The wealth of talent in New Orleans also seems to compound the problems. Though the community is surprisingly uncompetitive, their sheer numbers drive down the fees they can command.

“Music is everywhere,” Snyder says. “Everyone is a musician. The way up North people carry brief cases, down here they carry instruments. But musicians have never made money here. People don’t like to pay for music. They might pay a little bit, but not enough to support it. If you go out in New York City and go to a jazz club, it’s going to cost you a hundred bucks for two people. Nobody would pay a hundred dollars to hear music here. If you ask for ten, you might get people to go.”

Much like the musical traditions the community is trying to preserve, the recovery efforts are marked by an intense level of creativity, generosity, humility and versatility. Wick’s deep ties to the hardest hit members of the community allowed him to see the need for an organization to help coordinate relief efforts, which lead to the founding of Sweet Home New Orleans.

“Sweet Home New Orleans is an umbrella organization for 14 different relief agencies,” Wick says. “There are probably 5,000 musicians in New Orleans and many of them live in a totally cash world. They’ve never had a checking account or a credit card, so they have no credit history established. With Sweet Home we tried to help with housing issues, and wound up being a case management and application service to streamline the application process for 14 different relief agencies, like MusiCares, Society of Singers, the Jazz and Heritage Foundation, the Musicians Clinic, and three of four other agencies that were springing up. We’re still going strong three or four years later.”

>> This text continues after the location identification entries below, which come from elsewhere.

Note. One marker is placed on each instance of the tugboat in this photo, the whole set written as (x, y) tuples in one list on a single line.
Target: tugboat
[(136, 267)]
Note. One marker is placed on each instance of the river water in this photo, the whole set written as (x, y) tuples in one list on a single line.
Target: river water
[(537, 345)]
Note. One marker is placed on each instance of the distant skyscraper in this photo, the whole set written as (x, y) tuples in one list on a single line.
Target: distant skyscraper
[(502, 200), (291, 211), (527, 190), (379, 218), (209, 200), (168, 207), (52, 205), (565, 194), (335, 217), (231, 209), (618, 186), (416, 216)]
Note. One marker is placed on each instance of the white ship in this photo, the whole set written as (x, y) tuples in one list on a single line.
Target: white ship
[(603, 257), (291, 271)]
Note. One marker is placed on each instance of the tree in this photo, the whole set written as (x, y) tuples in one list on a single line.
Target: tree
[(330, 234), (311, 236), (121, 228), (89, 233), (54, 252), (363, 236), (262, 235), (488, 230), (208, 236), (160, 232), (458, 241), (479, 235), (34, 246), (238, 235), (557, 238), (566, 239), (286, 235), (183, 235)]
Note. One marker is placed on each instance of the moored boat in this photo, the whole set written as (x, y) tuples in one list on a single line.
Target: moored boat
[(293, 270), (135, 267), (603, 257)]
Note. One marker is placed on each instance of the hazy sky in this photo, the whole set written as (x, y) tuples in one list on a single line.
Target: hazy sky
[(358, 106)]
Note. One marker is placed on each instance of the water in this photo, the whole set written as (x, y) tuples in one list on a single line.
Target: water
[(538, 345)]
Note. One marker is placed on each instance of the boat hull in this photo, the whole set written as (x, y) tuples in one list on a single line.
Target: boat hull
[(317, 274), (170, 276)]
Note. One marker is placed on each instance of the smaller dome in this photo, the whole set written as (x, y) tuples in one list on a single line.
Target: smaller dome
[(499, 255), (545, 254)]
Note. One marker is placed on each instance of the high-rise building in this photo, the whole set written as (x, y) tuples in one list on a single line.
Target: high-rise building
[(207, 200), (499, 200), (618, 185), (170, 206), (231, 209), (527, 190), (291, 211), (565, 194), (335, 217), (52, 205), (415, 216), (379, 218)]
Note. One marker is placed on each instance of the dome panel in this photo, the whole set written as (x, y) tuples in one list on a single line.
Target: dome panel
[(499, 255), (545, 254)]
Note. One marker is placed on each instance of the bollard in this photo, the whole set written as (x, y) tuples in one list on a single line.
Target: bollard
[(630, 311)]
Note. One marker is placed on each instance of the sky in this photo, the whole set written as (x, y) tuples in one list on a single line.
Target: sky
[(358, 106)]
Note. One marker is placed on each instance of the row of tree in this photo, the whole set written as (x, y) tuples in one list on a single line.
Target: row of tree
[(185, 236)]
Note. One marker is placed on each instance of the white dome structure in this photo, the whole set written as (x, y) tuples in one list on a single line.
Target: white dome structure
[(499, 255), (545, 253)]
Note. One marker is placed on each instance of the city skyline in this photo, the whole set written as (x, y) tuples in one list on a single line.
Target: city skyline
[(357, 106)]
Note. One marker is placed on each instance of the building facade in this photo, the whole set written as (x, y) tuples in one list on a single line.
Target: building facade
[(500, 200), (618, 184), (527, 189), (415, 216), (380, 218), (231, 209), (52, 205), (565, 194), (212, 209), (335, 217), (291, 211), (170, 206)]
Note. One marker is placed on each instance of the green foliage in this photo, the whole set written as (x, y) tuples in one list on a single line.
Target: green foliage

“Still going strong three of four years later.” It perfectly encapsulates the hope and heartbreak the community balances. Today, there are still many ways to help the city’s citizens and musicians, but for Aiges, one solution is simple.

“Come to New Orleans,” he says. “Bare witness. Understand there is still a struggle going on, but the culture of New Orleans remains intact and it remains a tremendously joyous place to experience. Everyone who comes to New Orleans takes a little piece of it with them when they go. And the more that is spread throughout the world, the more people are aware of how special New Orleans is. And you can’t predict how that will resonate and how that will change things for the better.”